The three-dimensional response surfaces plot is shown in Fig. 1. There was a clear elongated hill running along the concentration axis on the plot of the three-dimensional response surfaces of the quadratic model (Fig. 1b, c, e, f), which indicated a significant interactive effect on daptomycin between the two independent variables. On the other hand, three-dimensional response surface of glucose and soybean meal, soybean and asparagine had a slightly circular nature, suggesting that their interactive effects were not significant (Fig. 1a, d) [4, 9, 10].

Fig. 1
figure 1

Response surface plot for daptomycin production by S. roseosporus. a Effects of glucose and soybean meal, b effects of glucose and asparagine, c effects of glucose and n-dodecane, d effects of soybean meal and asparagine, e effects of soybean meal and n-dodecane, f effects of asparagine and n-dodecane. Each figure shows the effect of two variables on the production of daptomycin, while other two variables were held at zero level

Fig. 2
figure 2

Time course of batch fermentation in a 7.5-L bioreactor for daptomycin production by S. roseosporus GC-63 with the optimized medium

According to the canonical analysis, the results predicted by the model showed that the maximum daptomycin production could be achieved when the glucose, soybean meal, asparagine and n-dodecane were set at 9.46, 21.34, 2.68 g/L and 7.47 % (v/v), respectively. The maximum predicted value of daptomycin yield obtained was 1001.24 mg/L.
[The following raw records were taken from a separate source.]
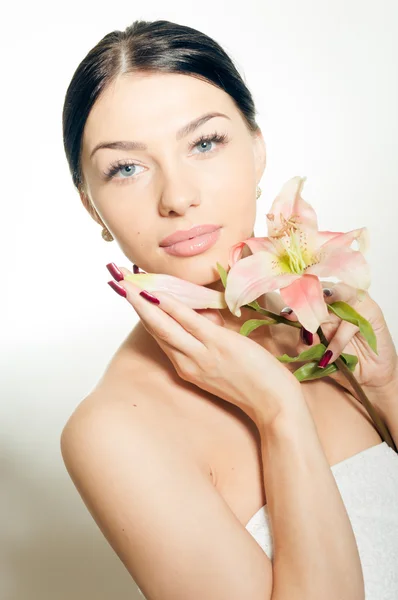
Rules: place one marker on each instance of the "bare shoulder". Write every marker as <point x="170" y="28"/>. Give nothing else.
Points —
<point x="148" y="493"/>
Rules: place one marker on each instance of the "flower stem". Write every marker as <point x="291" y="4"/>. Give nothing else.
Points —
<point x="362" y="397"/>
<point x="341" y="366"/>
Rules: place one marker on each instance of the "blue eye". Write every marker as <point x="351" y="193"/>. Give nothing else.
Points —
<point x="131" y="167"/>
<point x="119" y="166"/>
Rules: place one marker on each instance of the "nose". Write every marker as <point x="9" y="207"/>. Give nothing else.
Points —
<point x="177" y="196"/>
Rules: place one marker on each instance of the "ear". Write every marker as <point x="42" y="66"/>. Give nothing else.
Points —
<point x="260" y="154"/>
<point x="89" y="207"/>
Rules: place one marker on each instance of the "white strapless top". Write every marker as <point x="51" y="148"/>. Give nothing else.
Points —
<point x="368" y="484"/>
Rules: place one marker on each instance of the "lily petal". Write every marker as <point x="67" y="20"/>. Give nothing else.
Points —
<point x="255" y="244"/>
<point x="191" y="294"/>
<point x="345" y="239"/>
<point x="289" y="204"/>
<point x="305" y="297"/>
<point x="346" y="264"/>
<point x="253" y="276"/>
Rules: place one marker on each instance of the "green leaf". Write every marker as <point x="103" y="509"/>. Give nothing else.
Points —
<point x="347" y="313"/>
<point x="314" y="353"/>
<point x="223" y="274"/>
<point x="252" y="324"/>
<point x="311" y="370"/>
<point x="350" y="360"/>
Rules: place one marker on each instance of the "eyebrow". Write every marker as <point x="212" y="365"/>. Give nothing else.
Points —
<point x="184" y="131"/>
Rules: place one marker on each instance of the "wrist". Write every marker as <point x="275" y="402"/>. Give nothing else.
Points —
<point x="386" y="392"/>
<point x="286" y="418"/>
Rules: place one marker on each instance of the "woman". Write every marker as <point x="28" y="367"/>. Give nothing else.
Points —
<point x="210" y="470"/>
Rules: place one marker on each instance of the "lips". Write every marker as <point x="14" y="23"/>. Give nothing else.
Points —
<point x="180" y="236"/>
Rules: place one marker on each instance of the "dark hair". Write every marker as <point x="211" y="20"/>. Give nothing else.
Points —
<point x="156" y="46"/>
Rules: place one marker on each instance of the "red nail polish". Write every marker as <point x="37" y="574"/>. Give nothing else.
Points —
<point x="114" y="271"/>
<point x="325" y="359"/>
<point x="306" y="336"/>
<point x="118" y="288"/>
<point x="149" y="297"/>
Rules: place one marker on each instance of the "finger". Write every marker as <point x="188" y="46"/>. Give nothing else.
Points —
<point x="211" y="314"/>
<point x="344" y="334"/>
<point x="175" y="321"/>
<point x="339" y="292"/>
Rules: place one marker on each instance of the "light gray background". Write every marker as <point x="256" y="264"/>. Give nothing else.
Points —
<point x="324" y="76"/>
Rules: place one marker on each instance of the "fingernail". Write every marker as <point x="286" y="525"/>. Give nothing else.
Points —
<point x="118" y="288"/>
<point x="325" y="359"/>
<point x="306" y="336"/>
<point x="149" y="297"/>
<point x="114" y="271"/>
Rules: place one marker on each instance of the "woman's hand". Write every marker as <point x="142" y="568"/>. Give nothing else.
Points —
<point x="373" y="371"/>
<point x="216" y="359"/>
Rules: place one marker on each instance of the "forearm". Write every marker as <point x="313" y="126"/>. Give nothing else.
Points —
<point x="385" y="401"/>
<point x="315" y="551"/>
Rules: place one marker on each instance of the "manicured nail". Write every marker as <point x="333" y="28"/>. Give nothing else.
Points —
<point x="306" y="336"/>
<point x="149" y="297"/>
<point x="114" y="271"/>
<point x="325" y="359"/>
<point x="118" y="288"/>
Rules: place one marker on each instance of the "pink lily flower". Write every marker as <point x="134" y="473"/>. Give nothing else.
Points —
<point x="191" y="294"/>
<point x="292" y="258"/>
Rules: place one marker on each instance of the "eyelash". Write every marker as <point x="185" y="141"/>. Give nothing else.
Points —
<point x="114" y="168"/>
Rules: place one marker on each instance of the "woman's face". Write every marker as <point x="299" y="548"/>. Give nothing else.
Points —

3.4 Experimental Validation of the Optimized Condition

In order to verify the model adequacy for predicting the maximum daptomycin production, three verification experiments in shake flasks under this optimum medium composition were performed. The mean value of daptomycin concentration was 918.87 mg/L, which was coincident with the predicted value (1001.24 mg/L), indicating that the model was proved to be adequate.
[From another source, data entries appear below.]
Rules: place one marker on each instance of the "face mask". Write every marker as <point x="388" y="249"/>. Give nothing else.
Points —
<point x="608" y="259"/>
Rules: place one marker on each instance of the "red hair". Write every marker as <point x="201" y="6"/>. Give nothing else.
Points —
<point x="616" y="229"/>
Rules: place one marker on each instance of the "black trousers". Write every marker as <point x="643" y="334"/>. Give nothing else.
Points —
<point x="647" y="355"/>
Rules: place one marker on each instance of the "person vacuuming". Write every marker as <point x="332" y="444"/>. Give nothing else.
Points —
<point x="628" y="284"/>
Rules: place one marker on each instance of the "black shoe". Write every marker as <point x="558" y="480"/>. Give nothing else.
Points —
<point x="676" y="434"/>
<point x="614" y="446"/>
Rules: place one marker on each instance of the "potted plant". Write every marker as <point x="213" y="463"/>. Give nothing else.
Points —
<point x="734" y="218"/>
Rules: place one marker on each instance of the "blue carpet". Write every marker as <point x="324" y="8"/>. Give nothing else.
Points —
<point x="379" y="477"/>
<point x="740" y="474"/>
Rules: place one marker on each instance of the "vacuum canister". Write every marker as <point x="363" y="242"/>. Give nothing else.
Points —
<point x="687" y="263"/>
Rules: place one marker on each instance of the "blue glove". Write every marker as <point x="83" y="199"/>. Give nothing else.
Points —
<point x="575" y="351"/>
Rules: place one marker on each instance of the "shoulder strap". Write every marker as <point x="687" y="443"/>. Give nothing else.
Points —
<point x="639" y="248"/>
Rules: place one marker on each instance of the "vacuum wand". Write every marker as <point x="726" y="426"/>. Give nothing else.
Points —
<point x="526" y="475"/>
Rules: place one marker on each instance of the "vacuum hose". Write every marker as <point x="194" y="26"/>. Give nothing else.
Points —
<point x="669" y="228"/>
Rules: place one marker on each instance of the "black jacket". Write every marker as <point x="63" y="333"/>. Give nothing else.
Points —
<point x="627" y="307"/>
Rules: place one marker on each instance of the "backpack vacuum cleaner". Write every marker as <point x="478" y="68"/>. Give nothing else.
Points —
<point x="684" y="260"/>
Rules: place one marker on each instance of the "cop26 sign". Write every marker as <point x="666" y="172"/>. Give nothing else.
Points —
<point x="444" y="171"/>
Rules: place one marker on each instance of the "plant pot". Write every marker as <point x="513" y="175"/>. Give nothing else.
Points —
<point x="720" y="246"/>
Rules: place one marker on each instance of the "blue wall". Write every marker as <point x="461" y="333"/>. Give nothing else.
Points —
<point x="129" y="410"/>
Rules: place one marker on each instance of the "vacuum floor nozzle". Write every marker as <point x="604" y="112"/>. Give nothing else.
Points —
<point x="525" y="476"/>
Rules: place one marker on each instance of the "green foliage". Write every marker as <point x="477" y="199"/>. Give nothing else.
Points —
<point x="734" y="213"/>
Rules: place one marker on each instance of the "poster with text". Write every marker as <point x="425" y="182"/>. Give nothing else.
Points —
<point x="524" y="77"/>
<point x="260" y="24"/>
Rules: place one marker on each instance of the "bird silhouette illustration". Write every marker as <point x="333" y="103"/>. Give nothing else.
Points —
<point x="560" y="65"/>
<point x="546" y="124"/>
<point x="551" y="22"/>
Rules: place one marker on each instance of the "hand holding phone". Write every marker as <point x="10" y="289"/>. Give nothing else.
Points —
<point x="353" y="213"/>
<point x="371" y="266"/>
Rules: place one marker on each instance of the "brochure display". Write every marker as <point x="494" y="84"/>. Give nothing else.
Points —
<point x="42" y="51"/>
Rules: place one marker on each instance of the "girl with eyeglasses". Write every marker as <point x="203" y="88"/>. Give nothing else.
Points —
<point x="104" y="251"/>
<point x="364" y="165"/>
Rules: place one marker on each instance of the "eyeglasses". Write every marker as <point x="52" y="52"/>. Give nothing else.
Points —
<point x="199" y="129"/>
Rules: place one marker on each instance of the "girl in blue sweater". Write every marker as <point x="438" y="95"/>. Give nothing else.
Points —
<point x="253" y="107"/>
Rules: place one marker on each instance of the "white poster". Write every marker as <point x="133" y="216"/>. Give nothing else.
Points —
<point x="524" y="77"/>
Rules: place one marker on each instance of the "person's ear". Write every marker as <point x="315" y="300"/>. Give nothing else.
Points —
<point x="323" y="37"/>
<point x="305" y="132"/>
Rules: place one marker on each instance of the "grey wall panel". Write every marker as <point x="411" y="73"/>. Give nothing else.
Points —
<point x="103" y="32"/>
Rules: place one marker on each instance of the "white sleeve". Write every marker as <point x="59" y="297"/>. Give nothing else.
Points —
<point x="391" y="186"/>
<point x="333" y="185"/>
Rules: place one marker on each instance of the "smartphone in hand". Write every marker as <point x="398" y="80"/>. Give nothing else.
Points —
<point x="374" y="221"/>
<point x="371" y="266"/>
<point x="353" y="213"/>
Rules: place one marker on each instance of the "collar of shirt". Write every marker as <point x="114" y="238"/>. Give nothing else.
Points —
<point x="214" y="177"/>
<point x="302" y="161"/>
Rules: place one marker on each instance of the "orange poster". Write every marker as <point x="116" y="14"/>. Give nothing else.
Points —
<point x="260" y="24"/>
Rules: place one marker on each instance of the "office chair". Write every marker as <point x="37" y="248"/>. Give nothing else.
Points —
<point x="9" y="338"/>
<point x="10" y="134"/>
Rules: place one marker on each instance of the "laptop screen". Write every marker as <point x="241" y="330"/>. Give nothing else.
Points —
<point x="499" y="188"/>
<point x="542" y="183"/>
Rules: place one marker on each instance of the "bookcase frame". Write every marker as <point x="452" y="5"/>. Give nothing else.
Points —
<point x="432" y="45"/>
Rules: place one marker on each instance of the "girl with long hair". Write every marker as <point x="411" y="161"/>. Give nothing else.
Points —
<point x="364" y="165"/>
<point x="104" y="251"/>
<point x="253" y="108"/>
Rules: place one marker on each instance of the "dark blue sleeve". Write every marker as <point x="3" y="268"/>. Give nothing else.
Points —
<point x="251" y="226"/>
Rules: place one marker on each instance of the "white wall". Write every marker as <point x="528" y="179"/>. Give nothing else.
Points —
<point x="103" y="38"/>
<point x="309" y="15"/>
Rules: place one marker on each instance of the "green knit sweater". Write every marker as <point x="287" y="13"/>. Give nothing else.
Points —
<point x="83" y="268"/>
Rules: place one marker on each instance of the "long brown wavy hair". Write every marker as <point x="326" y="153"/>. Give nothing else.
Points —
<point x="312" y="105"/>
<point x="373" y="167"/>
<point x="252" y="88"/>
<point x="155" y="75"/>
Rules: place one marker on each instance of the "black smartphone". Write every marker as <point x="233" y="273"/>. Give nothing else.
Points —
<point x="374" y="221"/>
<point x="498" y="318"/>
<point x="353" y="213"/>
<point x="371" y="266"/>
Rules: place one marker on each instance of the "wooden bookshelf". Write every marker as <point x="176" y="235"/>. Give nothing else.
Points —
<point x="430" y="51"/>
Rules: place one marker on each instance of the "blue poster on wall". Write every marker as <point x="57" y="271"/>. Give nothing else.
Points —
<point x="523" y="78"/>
After optimization of medium components, scale-up studies were carried out in a 7.5-L laboratory bioreactor. The batch-fermentation profile of daptomycin production, including reducing sugar, DWC and dissolved oxygen concentration, with the optimized medium is shown in Fig. 2. And the daptomycin yield reached 979.36 mg/L. The ranges of DWC were from 1.35 g/L at the lag phase to 13.89 g/L at the end of the exponential phase. The reducing sugar decreased to 0.1–0.2 % when the cells reached the stationary phase. The results indicated that the optimum medium components obtained by statistical experimental design in shake flasks were equally effective to the overproduction of daptomycin by bioreactor fermentation. The addition of n-dodecane enhanced the dissolved oxygen with the constant agitation speed, which enhanced the cell growth and daptomycin biosynthesis.

4 Conclusions

Response surface methodology (RSM) was employed to enhance daptomycin production by a mutant strain GC-63 of S. roseosporus NRRL 11379. The glucose, soybean meal, asparagine and n-dodecane were screened to significantly influence the daptomycin production. The predicted optimized concentration of glucose, soybean meal, asparagine and n-dodecane were 9.46, 21.34, 2.68 g/L and 7.47 % (v/v), respectively, by CCD. Furthermore, the validation experiments were carried out to prove the adequacy and the accuracy of the model, and the maximum daptomycin concentration reached 979.36 mg/L which was nearly 2.2-fold higher compared to that in the basal medium, with predicted optimal medium concentrations in a 7.5-L fermentor. The study had certain guiding significance for improvement of antibiotic production in other Streptomyces.